M-series chips are built for AI
Apple Silicon includes a dedicated Neural Engine and a powerful GPU that share unified memory with the CPU. This architecture is ideal for running local language models through Ollama. A 16GB Mac Mini can run 7B parameter models at interactive speeds without a discrete GPU.
macOS just works for servers
macOS has launchd for service management, built-in SSH, native Docker support through Apple's virtualization framework, and decades of Unix heritage. You do not need to learn a new OS or fight driver compatibility issues. Install OpenClaw, configure a launchd plist, and your agents survive reboots, crashes, and power outages automatically.
Hardware Recommendations
Not every Mac Mini is equal for agent workloads. The right configuration depends on whether you plan to use cloud-based LLMs, run local models with Ollama, or both. Here is a breakdown by use case.
| Use Case | Recommended Chip | RAM | Storage | Approx. Price |
|---|---|---|---|---|
| Cloud LLMs only (2-3 agents) | M1 or M2 | 8GB | 256GB SSD | $350 - $450 |
| Cloud LLMs + Ollama 7B (3-5 agents) | M2 or M4 | 16GB | 256GB SSD | $500 - $650 |
| Multi-agent + Ollama 13B+ models | M4 | 24GB | 512GB SSD | $700 - $900 |
| Heavy multi-agent + multiple local models | M4 Pro | 32GB+ | 512GB SSD | $1,200+ |
Our recommendation: The M2 Mac Mini with 16GB RAM is the sweet spot for most users. It handles cloud-based LLM agents without breaking a sweat, runs 7B local models through Ollama at usable speeds, and you can find refurbished units for around $500. If you know you want to run larger local models or more than 5 agents, spring for the M4 with 24GB.
Storage note: Agent workloads are not storage-intensive. The base 256GB SSD is enough unless you plan to download many large Ollama models (each 7B model is roughly 4GB, 13B models are 7-8GB). If you want to keep several models available, go with 512GB.

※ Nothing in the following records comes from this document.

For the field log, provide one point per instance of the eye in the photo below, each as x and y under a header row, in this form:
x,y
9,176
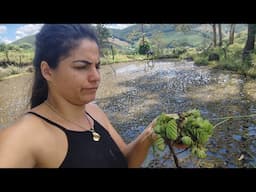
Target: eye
x,y
81,67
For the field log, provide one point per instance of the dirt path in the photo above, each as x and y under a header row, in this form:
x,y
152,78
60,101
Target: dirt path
x,y
14,95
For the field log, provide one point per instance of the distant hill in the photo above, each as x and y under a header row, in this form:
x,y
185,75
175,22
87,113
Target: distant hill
x,y
197,36
28,39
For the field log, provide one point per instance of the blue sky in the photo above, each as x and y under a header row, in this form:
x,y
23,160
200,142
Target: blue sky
x,y
13,32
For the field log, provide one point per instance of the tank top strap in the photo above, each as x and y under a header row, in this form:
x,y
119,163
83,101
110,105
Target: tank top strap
x,y
48,120
89,115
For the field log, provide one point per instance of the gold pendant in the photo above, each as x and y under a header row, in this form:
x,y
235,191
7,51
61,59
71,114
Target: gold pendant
x,y
95,136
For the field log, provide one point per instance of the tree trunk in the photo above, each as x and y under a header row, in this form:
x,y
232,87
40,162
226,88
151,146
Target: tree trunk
x,y
249,46
214,35
231,34
220,35
142,30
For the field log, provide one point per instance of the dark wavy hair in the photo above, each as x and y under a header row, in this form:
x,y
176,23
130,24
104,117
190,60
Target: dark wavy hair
x,y
55,41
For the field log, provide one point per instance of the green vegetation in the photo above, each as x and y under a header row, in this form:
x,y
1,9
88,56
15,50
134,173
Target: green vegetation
x,y
179,41
188,128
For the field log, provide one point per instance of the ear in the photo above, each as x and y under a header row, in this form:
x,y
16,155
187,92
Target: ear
x,y
46,71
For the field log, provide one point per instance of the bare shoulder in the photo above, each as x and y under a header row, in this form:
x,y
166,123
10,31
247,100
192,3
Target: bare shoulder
x,y
18,143
98,114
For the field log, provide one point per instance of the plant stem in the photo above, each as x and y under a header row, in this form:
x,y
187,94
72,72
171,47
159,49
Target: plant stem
x,y
174,155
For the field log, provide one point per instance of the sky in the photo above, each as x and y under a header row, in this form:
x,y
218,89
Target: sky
x,y
13,32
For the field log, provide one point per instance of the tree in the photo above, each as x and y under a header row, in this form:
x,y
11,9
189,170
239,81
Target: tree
x,y
144,47
220,35
103,35
157,42
214,35
231,33
249,46
182,27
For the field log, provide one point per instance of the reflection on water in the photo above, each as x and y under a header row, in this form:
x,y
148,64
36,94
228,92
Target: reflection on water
x,y
132,94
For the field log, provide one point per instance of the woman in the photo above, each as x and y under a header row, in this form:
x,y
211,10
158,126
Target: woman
x,y
63,128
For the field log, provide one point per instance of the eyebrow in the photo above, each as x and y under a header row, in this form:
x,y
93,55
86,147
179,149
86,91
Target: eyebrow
x,y
85,62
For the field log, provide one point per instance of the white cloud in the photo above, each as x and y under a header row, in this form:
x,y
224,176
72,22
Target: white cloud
x,y
5,40
118,26
3,29
28,29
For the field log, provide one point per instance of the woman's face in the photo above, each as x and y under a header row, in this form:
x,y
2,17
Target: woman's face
x,y
77,76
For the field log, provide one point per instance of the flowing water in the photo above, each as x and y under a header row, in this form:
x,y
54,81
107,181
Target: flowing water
x,y
132,94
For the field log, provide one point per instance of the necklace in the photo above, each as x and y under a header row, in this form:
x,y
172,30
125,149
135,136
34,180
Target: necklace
x,y
95,135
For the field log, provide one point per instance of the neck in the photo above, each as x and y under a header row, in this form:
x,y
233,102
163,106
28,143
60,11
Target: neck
x,y
67,109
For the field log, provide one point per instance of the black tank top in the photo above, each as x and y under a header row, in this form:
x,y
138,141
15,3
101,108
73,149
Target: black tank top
x,y
83,152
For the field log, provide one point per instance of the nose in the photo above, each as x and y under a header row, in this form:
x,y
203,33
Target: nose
x,y
94,74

Initial Setup: Headless Mac Mini
A server does not need a monitor, keyboard, or mouse after initial configuration. Here is how to set up your Mac Mini for headless operation so you can manage it entirely over SSH.
Enable Remote Login (SSH)
Go to System Settings, then General, then Sharing, and turn on Remote Login. This enables SSH access so you can connect from any other machine on your network.
Configure Energy Saver
# Or configure via terminal:
# Prevent sleep when display is off
sudo pmset -a disablesleep 1
# Restart automatically after power failure
sudo pmset -a autorestart 1
# Never put hard disks to sleep
sudo pmset -a disksleep 0
# Disable display sleep (optional, saves energy on headless)

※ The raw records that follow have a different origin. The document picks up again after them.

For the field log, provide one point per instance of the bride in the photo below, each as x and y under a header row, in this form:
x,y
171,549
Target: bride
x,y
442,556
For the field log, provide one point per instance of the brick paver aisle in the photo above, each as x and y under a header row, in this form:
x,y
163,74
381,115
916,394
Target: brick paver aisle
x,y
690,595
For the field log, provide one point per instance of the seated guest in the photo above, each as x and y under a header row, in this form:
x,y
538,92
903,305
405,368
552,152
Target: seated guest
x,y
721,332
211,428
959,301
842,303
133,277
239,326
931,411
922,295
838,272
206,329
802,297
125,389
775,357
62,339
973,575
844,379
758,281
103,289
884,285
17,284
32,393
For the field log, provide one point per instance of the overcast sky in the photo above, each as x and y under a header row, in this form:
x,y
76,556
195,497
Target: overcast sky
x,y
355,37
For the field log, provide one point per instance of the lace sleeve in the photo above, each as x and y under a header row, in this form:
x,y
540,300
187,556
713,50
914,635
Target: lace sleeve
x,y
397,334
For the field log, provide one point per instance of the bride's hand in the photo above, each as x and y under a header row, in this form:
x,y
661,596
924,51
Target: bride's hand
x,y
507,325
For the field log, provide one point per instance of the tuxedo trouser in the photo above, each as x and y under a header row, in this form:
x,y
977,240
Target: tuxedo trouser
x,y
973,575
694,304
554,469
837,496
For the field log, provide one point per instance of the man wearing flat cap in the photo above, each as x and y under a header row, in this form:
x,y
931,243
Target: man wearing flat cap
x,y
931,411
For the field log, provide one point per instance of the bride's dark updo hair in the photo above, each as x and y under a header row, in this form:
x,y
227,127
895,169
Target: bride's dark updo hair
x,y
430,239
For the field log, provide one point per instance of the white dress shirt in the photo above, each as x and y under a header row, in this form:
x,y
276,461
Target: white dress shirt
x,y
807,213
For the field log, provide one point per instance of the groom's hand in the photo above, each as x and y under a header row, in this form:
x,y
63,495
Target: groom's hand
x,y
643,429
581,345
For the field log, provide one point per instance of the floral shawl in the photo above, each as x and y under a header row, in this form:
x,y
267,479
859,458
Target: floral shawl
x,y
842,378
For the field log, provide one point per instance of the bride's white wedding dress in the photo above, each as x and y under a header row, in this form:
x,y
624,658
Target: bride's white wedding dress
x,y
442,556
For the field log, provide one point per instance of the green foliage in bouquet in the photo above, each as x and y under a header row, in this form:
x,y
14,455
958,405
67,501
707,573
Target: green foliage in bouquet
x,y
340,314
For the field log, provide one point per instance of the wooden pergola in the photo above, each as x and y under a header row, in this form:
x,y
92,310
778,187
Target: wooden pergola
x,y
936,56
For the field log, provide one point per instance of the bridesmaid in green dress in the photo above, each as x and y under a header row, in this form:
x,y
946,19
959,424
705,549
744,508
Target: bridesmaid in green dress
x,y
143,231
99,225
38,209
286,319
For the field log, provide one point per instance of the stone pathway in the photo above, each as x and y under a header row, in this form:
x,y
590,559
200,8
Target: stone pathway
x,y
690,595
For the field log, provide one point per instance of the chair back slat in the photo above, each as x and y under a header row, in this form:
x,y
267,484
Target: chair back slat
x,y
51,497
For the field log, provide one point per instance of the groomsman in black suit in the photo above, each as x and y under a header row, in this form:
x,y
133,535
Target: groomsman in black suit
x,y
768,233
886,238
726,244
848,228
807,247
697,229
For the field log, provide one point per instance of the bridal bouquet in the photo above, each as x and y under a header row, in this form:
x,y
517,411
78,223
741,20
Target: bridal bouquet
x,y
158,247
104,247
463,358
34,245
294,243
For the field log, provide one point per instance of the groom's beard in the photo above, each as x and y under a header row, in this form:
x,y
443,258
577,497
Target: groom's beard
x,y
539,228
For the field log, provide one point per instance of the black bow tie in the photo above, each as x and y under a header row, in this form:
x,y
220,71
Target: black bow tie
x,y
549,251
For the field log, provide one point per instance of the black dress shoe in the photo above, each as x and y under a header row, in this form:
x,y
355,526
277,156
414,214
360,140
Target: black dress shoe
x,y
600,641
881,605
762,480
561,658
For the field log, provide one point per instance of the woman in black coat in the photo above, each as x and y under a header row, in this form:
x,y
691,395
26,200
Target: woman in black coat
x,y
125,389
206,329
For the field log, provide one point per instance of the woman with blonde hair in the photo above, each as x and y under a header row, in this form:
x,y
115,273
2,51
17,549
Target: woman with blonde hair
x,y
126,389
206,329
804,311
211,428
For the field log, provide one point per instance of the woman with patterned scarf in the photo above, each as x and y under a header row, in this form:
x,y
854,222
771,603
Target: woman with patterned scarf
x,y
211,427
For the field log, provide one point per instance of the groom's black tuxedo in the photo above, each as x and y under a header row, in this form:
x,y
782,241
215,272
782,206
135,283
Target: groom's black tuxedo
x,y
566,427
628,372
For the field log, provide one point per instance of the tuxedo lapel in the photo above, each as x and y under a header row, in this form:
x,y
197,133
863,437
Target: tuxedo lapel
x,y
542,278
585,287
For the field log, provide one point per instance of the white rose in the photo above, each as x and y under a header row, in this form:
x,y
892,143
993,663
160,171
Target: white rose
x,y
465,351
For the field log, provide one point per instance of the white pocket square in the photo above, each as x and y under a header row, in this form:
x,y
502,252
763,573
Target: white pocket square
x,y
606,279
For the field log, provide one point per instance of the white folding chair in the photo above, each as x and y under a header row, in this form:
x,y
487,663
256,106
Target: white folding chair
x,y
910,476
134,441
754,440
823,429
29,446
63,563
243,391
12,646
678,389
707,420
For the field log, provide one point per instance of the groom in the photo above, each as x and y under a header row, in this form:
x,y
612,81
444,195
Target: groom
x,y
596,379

sudo pmset -a displaysleep 1
# Verify settings
pmset -gSet Up Auto-Login
For launchd agents (user-level services) to start automatically, your user account needs to log in at boot. Go to System Settings, then Users and Groups, then Login Options, and set Automatic Login to your user account. This ensures that after a reboot, your user session starts and all launchd agents load without manual intervention.
Test SSH Access
# Find your Mac Mini's local IP
# On the Mac Mini, run:
ipconfig getifaddr en0
# From your laptop, connect via SSH
ssh yourusername@192.168.1.XXX
# or use the hostname:
ssh yourusername@your-mac-mini.local
# Once connected, verify the system
uname -a
sw_versOnce SSH is working, you can disconnect the monitor, keyboard, and mouse. Everything from here forward can be done remotely.

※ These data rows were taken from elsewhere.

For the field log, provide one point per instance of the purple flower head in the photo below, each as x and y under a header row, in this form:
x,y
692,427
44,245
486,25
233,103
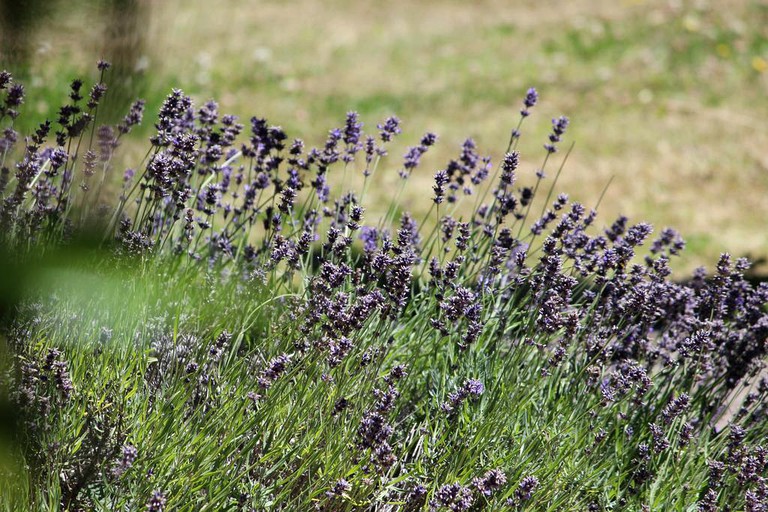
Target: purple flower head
x,y
275,368
157,502
389,129
127,459
474,388
558,129
490,482
526,488
352,129
454,497
508,167
339,488
441,180
531,97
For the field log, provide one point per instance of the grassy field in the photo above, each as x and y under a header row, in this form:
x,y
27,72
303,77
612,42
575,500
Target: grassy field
x,y
245,328
667,98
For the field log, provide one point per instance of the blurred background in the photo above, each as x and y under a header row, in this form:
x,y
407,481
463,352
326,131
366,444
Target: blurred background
x,y
669,99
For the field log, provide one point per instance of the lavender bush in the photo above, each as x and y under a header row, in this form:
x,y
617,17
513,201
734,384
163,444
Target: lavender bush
x,y
246,338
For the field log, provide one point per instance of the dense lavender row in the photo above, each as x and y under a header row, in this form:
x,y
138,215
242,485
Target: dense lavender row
x,y
286,353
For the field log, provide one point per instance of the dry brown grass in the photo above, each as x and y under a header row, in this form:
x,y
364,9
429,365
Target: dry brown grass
x,y
667,98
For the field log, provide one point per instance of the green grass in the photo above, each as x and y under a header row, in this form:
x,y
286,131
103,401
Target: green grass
x,y
664,97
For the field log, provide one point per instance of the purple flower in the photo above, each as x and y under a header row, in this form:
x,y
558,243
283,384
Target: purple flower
x,y
558,129
339,488
454,497
389,128
490,482
526,488
127,459
157,502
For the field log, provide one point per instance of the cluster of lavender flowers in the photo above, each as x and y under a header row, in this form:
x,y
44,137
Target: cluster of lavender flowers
x,y
247,204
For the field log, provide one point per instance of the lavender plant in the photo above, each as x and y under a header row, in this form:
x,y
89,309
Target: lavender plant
x,y
245,338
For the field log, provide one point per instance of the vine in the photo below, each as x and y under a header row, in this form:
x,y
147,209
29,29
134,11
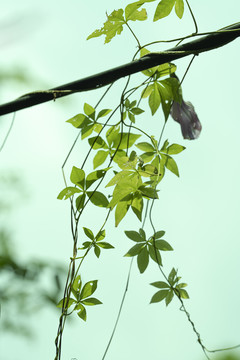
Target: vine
x,y
136,174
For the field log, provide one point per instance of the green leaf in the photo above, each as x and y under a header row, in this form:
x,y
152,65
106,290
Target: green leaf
x,y
87,130
135,250
97,198
159,234
100,235
175,149
183,293
88,233
97,251
88,289
105,245
159,296
91,302
179,8
172,276
147,157
103,112
89,111
149,192
125,139
144,146
133,235
99,158
137,111
160,285
82,313
169,297
121,210
68,192
163,245
142,234
78,121
97,142
155,254
111,134
137,205
163,9
112,27
154,99
94,176
143,260
70,303
80,201
77,284
77,177
131,12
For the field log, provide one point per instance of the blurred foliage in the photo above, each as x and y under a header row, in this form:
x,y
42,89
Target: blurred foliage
x,y
25,286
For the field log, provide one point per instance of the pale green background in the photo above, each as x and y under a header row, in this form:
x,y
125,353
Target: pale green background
x,y
199,211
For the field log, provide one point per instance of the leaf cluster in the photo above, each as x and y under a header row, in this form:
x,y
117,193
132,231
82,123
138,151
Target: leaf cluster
x,y
96,241
81,296
146,249
169,289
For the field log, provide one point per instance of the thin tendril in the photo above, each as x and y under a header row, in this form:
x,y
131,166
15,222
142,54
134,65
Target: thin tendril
x,y
8,132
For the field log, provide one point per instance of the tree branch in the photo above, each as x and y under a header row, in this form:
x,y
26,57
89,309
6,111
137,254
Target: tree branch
x,y
205,43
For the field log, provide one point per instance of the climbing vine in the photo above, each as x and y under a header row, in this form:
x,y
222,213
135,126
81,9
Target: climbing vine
x,y
127,169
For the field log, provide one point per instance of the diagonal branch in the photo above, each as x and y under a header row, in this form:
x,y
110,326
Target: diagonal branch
x,y
205,43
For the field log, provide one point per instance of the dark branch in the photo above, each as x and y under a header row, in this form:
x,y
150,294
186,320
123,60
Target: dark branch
x,y
205,43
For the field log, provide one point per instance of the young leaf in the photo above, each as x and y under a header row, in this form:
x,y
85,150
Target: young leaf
x,y
159,234
137,205
70,303
159,296
144,146
169,297
89,111
99,158
112,27
94,176
68,192
77,177
88,233
121,210
88,289
179,8
105,245
174,149
91,302
82,312
80,201
78,121
135,250
163,245
97,251
97,142
160,285
155,254
133,235
97,198
143,259
163,9
131,12
154,99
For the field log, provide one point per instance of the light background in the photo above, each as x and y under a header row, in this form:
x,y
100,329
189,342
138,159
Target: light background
x,y
199,211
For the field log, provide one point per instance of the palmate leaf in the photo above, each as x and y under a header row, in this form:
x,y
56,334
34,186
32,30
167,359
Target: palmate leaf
x,y
112,27
165,7
88,289
143,259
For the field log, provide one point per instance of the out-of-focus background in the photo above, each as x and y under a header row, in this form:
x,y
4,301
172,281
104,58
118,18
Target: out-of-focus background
x,y
43,44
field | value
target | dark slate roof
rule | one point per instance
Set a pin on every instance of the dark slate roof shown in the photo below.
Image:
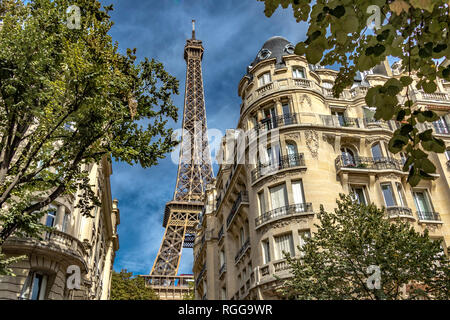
(275, 47)
(278, 47)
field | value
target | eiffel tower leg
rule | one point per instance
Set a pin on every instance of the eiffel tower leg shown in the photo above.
(167, 261)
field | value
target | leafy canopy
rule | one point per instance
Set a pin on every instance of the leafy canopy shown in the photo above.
(69, 98)
(125, 287)
(415, 32)
(354, 237)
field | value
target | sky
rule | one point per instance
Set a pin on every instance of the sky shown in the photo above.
(232, 31)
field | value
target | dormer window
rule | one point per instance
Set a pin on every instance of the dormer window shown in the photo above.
(289, 48)
(327, 84)
(264, 79)
(264, 54)
(298, 73)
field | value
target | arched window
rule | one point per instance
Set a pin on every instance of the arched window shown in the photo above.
(298, 73)
(348, 157)
(292, 153)
(377, 154)
(327, 84)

Installing OpenClaw on Mac Mini
OpenClaw has three main installation paths: direct with Node.js, containerized with Docker, or combined with Ollama for local inference. We will cover all three.
Option 1: Direct Installation (Node.js)
# Install Homebrew
/bin/bash -c "$(curl -fsSL https://raw.githubusercontent.com/Homebrew/install/HEAD/install.sh)"
# Install Node.js 20 LTS
brew install node@20
# Install OpenClaw globally
npm install -g openclaw
# Verify
openclaw --version
node --version # Should show v20.x
# Initialize workspace
mkdir -p ~/openclaw-server && cd ~/openclaw-server
openclaw initOption 2: Docker Installation
Docker isolates each agent in its own container, making dependency management and cleanup trivial. Docker Desktop for Mac runs natively on Apple Silicon with minimal overhead.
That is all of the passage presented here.